Love has kept her distance from him this year, skipping the Republican National Convention in July, and on Saturday released a statement staying definitively that she would not vote for him following a 2005 video where the billionaire candidate made lewd, sexually charged comments about women.

Love said she also cannot vote for Hillary Clinton because she is untrustworthy and criticized Owens for saying he plans to vote for the former secretary of state. She said she’s still evaluating third-party candidates.

Owens, a Salt Lake City attorney and son of former U.S. Rep. Wayne Owens, said that while he’s voting for Clinton, he’s not endorsing her because he has many disagreements with her.

He and Love are running to represent a Republican-leaning district that covers politically mixed Salt Lake City suburbs and north-central regions of the state and was held by a Democrat until 2014. Both candidates on Monday emphasized that they’re able to work across the aisle and put politics aside.

Love touted the endorsement of Democratic Rep. David Scott of Georgia, while Owens positioned himself as a moderate and fiscal conservative.

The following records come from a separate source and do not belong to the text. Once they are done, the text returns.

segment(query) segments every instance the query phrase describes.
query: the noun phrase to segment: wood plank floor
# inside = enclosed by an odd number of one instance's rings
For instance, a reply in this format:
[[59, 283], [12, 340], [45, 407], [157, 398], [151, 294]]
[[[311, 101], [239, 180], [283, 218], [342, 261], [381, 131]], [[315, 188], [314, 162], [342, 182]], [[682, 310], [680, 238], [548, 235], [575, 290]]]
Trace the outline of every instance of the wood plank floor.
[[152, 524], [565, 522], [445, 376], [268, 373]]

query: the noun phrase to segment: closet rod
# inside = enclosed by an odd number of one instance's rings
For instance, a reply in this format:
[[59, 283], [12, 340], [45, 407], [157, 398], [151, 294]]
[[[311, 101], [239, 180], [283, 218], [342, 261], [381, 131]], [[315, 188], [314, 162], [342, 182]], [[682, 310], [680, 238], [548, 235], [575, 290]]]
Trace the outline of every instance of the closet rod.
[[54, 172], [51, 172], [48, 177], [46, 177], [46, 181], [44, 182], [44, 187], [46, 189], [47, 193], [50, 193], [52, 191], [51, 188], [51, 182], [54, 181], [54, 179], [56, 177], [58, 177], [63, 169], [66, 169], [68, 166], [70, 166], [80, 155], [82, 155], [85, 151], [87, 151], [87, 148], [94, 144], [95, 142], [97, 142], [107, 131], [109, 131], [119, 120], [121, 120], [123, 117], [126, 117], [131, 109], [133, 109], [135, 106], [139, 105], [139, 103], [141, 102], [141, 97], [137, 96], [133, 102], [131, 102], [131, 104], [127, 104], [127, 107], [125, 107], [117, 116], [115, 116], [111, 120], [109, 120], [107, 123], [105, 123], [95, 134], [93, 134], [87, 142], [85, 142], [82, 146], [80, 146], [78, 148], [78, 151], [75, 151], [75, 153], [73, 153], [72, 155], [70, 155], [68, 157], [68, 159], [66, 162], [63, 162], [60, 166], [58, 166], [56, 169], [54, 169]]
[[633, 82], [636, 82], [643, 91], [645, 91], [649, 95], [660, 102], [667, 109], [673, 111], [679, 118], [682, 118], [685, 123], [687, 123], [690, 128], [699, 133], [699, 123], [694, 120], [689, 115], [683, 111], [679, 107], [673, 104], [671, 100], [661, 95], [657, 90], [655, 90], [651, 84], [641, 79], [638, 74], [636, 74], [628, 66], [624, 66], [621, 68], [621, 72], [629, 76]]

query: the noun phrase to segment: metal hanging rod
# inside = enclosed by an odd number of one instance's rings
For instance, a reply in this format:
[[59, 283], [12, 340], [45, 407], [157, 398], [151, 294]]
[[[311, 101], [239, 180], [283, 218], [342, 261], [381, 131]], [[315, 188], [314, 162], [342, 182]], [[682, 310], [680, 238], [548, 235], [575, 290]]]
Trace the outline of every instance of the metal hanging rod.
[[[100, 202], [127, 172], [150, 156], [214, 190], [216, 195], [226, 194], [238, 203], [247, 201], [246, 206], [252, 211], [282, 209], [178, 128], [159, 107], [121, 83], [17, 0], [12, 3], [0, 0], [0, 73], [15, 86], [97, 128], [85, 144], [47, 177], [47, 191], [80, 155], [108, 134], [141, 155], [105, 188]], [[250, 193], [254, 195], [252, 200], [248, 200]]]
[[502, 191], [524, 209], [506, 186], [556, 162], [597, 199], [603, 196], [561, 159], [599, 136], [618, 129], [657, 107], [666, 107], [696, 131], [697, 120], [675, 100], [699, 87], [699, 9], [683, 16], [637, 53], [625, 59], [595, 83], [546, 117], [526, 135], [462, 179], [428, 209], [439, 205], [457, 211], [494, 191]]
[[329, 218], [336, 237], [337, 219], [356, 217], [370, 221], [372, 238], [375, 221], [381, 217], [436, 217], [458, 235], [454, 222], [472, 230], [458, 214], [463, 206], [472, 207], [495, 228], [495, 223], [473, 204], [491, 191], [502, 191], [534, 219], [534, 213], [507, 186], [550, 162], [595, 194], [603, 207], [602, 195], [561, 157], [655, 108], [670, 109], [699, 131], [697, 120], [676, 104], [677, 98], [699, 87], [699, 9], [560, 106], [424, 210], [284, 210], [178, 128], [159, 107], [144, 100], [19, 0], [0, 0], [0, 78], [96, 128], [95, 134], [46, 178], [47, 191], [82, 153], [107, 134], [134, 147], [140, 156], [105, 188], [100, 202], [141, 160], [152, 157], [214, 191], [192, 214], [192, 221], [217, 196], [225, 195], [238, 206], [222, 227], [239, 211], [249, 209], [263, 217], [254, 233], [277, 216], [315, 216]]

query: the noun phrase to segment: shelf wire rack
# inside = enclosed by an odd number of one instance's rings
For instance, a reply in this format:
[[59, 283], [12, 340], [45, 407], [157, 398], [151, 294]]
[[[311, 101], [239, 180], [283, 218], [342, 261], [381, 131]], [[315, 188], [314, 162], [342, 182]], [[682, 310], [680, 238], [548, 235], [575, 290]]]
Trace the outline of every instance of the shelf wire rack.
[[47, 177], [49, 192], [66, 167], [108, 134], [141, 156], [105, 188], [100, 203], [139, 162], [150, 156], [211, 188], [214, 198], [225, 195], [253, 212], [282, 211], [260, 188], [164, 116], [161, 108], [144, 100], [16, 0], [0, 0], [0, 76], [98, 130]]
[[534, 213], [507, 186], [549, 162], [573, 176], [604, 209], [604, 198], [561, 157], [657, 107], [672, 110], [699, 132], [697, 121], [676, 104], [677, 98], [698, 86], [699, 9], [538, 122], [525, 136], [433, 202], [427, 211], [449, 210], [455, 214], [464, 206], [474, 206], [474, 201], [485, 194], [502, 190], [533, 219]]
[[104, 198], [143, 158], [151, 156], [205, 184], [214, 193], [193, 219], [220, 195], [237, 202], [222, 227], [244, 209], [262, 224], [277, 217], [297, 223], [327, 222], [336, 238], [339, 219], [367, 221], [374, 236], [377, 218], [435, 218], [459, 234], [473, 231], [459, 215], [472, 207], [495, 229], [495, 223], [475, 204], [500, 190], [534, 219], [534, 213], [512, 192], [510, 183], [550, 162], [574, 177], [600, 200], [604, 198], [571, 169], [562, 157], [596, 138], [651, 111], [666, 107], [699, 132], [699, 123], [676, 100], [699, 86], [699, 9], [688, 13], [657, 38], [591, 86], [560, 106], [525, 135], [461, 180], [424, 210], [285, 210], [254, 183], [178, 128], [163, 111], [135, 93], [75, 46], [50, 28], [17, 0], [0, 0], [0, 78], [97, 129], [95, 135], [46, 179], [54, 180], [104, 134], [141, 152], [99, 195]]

Owens and Love also exchanged heated comments about Love’s use of congressional mailing services to send $300,000 worth of mass mailers to her district. Owens said the mailers were self-promotional and a waste of money, noting that she spent more than Utah’s other members of congress on similar mailers.

“I think tax dollars are sacred and that is a horrible use of money,” Owens said.

Love defended the mail as a legal, practical way to communicate with her district and that her office saved money elsewhere.

“I’m proud of the fact that I use the budget to communicate as opposed to using the budget to have a massive amount of staffers,” Love said.

They went back and forth over the issue several times and each used their time allotted to answer questions about education and gun violence to instead debate the use of the mailers.

Love and Owens also differed on climate change and raising the minimum wage.

Owens said there’s strong evidence that humans are contributing to climate change, while Love repeatedly would not say whether she thinks people play a role. She said it’s not important to ask what’s causing climate change but the focus instead should be on trying to address the issue.

Love said opposes raising the $7.25 federal minimum wage, saying that puts a squeeze on employers and lead cause them to cut jobs.

Owens said raising the minimum wage “is a tough issue” and a “two-edged sword” but it’s time to consider raising it.

When Owens ran two years ago, he put up a strong challenge to Love, who won 51 percent of the vote. As she tries to keep her seat, Love has outraised Owens in campaign contributions.

In her last fundraising reports released this summer, Love raised more than twice as much as Owens and had about $1.49 million to spend in the back half of 2016. Owens had about $890,000 at the end of June, though new fundraising reports are due Saturday.